"Go you into the house, my darlin', an' change that there poor dress, I'll manage now," choked Martha, ever ready with her tears.
Aura looked down with a faint shiver at the crimson stain. So that was the end of love.
[CHAPTER XVI]
It was not more than six hours ago that Aura had looked at Ned's iris, had sat in the dawn with Gwen's head in her lap, yet it seemed to the girl who had never seen death before, who had never before realised what Love meant, as if whole æons had passed over her head. In truth they had; for Love and Death make up Life, since Birth comes to us without remembrance.
The morning had passed by in dizzy haste. There had been much to do, and do quickly, so that her grandfather should not be disturbed by even knowing of the tragedy. This was the more easy of compass, seeing that since his last seizure he had not been coming downstairs till late. So, ere he appeared, there had been time for folk to come and go, time even for old Adam to rake over the gravel disturbed by so many feet. There was no trace, in fact, of what had happened when Aura passed by the spot on her way to the hills. Parkinson's persistent hysterics had been the most troublesome factor in the problem of concealment, but Martha had at last, losing patience, locked her away in one of the cottage bedrooms, and left her there with the callous remark, "She'll come round by herself, and if she don't, 'oo cares?"
Who, indeed, did care about anything?
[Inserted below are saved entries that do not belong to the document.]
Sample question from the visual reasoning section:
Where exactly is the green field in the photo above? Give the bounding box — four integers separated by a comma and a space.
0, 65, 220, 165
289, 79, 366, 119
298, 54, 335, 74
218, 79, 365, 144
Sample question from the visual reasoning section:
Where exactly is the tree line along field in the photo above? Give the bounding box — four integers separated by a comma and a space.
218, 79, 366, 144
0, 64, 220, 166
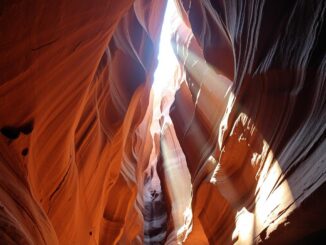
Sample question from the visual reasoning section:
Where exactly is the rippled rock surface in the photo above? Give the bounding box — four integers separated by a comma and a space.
1, 0, 325, 244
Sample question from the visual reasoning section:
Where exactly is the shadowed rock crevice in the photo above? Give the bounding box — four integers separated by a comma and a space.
1, 120, 34, 140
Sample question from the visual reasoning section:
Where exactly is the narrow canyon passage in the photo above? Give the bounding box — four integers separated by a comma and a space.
0, 0, 326, 244
143, 1, 192, 242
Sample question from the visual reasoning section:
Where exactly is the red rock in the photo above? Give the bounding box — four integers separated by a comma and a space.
1, 0, 326, 244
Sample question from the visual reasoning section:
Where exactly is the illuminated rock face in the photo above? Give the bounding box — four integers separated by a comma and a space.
173, 0, 326, 244
0, 0, 326, 245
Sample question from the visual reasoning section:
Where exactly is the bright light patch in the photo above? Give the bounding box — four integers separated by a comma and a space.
150, 1, 193, 242
152, 0, 180, 95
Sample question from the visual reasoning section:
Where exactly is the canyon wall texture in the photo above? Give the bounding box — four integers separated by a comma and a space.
1, 0, 326, 244
0, 0, 166, 244
172, 0, 326, 244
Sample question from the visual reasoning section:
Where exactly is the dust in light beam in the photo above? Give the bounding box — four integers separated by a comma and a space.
151, 0, 193, 243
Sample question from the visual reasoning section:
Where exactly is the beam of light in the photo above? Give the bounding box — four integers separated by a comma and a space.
151, 0, 295, 243
210, 112, 295, 244
150, 0, 193, 243
174, 42, 233, 112
161, 124, 193, 243
174, 40, 295, 241
254, 142, 295, 241
232, 207, 255, 244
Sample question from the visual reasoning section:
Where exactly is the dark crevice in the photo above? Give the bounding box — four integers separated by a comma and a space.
49, 163, 71, 203
31, 38, 60, 51
20, 120, 34, 135
1, 120, 34, 140
21, 148, 28, 156
1, 127, 20, 139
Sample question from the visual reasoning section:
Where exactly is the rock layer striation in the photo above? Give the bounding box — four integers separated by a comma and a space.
1, 0, 326, 244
Martha and Adam went about their work as usual; her grandfather knew nothing; even Ted was away.
Aura felt terribly lonely for the first time in her life; the more so because it seemed to her as if part of her very self had rebelled against that other self which, for one-and-twenty years, had lived such a frank, clear life. For all those years she had carried no burden; but now Love and Death claimed to come with her. She could not separate them even in her thoughts. One seemed to her destruction of the body, the other destruction of the mind.
So when leisure became hers at last she took up the thread of life where it had been broken by the intrusion into it of Gwen's death, and started to climb the hills, as she would have done at dawn. It was her natural instinct always. Other girls might shut themselves up in their rooms to think, might sit with their feet on the fender and dream. She had to go out, to feel the fresh breeze on her face, before her mind would work at all.
As she sat on the rocky sheep shelter, whither her feet had taken her almost unconsciously, since it was her favourite outlook, the winter sun beat down on her fiercely, warming her through to the heart. She could feel her very veins pulsing; their rhythm seemed almost to sing in her ears.
How warm it was! but in the shadows behind the big boulders--ay! and in the tiny shade of each blade of grass, each twig of bracken, the frost still lingered white, for the air was freeezing.